All’inizio di questo ultimo cantiere archivistico, condotto da chi scrive, una porzione importante dei documenti conservati a San Giovanni d’Andorno appariva già organizzata e classificata con precisione accettabile. Se non altro quella suddivisione e le indicazioni riportate sui dorsi dei faldoni consentivano di reperire i fascicoli con una discreta approssimazione. Di primo acchito si poteva presumere che fosse il prodotto di un’operazione archivistica novecentesca, ma non era possibile precisare il chi, il quando e il come. Gli archivi però custodiscono anche le testimonianze della loro stessa storia e così si è potuto rinvenire la traccia del più importante intervento archivistico del passato di San Giovanni d’Andorno: quello dell’archivista Attilio Pozzetti che il Prefetto di Vercelli segnalò all’Amministrazione desiderosa di affidare l’incarico a qualcuno del mestiere. Il 15 marzo 1939 fu approvato dai consiglieri il “Progetto di classificazione degli atti d’archivio” redatto dal segretario Tommaso Rossi e poco più di due mesi dopo, esattamente il 20 maggio, il commissario Peraldo scrisse alla Prefettura che erano state stabilite le norme "che rendano possibile una costante ed uniforme classificazione degli atti d'archivio" e, di conseguenza, che il Consiglio di Amministrazione aveva determinato di "provvedere al riordinamento dell'archivio di deposito in modo da render facile la conservazione e la ricerca degli atti" stanziando ben 2.000 lire per pagare il lavoro di un esperto. Il Prefetto rispose in data 26 maggio segnalando Attilio Pozzetti al quale si ordinava di recarsi quassù per avviare le attività. Il 7 agosto 1939 l'incaricato aveva già terminato il suo compito e con una sua lettera richiedeva la liquidazione di quanto a lui dovuto.
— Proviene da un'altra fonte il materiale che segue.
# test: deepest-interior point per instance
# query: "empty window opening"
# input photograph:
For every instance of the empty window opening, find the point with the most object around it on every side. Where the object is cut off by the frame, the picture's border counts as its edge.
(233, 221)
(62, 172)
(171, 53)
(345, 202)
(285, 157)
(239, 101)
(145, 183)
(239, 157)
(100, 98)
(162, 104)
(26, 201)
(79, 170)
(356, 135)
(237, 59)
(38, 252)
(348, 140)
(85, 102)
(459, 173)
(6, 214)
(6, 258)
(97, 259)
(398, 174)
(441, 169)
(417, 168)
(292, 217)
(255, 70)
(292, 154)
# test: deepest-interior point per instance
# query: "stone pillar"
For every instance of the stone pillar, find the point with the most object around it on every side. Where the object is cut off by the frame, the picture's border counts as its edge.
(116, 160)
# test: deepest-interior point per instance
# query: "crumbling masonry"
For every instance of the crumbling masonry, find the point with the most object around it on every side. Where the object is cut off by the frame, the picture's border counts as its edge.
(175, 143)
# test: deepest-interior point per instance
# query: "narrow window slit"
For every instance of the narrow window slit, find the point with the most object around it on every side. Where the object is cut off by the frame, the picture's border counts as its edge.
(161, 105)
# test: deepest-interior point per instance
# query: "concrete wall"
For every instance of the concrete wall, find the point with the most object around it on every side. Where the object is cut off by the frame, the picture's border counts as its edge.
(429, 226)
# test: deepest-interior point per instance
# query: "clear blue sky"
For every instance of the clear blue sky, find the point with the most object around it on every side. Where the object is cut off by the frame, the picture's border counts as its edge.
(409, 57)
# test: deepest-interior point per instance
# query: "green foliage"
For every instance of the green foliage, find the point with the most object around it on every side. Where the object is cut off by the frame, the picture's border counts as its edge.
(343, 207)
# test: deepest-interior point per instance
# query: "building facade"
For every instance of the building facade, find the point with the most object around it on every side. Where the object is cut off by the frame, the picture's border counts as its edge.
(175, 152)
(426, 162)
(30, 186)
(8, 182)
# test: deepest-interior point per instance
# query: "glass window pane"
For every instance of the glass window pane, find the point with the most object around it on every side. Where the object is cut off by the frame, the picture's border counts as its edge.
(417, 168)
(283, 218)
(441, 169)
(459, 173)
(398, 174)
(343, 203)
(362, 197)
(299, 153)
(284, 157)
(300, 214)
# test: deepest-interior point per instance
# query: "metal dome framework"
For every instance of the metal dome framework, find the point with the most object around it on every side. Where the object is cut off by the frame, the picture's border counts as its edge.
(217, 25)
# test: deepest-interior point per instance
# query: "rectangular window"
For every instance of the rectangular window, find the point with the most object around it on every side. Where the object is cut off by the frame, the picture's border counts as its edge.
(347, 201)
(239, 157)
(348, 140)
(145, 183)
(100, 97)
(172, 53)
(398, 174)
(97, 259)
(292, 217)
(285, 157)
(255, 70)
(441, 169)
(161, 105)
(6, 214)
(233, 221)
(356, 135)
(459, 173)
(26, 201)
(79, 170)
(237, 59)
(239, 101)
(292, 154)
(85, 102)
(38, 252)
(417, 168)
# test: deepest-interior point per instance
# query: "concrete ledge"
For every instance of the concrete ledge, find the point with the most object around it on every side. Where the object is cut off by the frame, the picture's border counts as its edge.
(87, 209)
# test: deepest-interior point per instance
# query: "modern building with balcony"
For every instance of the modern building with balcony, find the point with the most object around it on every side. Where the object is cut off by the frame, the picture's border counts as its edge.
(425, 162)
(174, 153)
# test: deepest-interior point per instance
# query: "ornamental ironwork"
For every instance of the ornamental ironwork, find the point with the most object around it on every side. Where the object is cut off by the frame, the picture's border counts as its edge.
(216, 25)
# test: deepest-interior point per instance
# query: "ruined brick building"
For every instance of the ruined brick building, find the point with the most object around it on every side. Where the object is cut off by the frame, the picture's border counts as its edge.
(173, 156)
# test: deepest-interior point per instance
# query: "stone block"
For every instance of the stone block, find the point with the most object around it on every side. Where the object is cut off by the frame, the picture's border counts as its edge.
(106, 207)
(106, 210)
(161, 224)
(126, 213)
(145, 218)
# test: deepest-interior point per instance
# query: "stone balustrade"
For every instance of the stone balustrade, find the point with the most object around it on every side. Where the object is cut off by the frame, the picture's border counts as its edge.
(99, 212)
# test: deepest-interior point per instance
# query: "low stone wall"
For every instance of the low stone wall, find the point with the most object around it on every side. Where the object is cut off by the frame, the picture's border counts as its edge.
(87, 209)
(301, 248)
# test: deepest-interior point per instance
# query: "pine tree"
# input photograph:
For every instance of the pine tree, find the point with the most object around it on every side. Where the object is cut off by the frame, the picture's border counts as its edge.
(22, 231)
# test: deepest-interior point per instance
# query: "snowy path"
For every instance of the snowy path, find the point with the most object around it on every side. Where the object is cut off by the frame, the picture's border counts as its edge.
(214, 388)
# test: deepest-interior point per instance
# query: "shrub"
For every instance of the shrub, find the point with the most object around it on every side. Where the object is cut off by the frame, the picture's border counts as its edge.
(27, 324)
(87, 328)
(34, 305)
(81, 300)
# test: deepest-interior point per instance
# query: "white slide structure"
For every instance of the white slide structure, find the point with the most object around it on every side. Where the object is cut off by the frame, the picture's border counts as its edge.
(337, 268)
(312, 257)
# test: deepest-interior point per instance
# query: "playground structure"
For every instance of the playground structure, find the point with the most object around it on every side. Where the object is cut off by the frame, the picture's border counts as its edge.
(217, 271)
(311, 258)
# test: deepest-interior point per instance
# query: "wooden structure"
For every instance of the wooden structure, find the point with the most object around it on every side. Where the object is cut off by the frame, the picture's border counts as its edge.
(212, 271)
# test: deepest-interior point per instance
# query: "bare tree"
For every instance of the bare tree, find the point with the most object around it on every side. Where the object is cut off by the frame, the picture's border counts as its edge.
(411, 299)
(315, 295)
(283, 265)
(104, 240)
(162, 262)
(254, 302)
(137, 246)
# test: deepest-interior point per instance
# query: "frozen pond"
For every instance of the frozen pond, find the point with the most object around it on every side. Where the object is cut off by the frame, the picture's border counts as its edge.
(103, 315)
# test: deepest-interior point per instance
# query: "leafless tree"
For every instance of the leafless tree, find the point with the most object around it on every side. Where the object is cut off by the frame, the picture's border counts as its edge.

Da allora di certo qualcuno avrà provato a riportare ordine nell’inevitabile confusione che un’entità come quella di San Giovanni d’Andorno crea nel suo vivere quotidiano, quando i problemi grandi o piccoli sono altri e dove l’archiviazione non può mai essere una priorità. Col riordino ormai conclusosi, come accade anche altrove, si scrive non la parola fine, bensì solo un altro capitolo di una storia che si spera essere ancora lunghissima. Forse tra qualche secolo qualcun altro potrà valutare i segni archivistici di questo nostro tempo.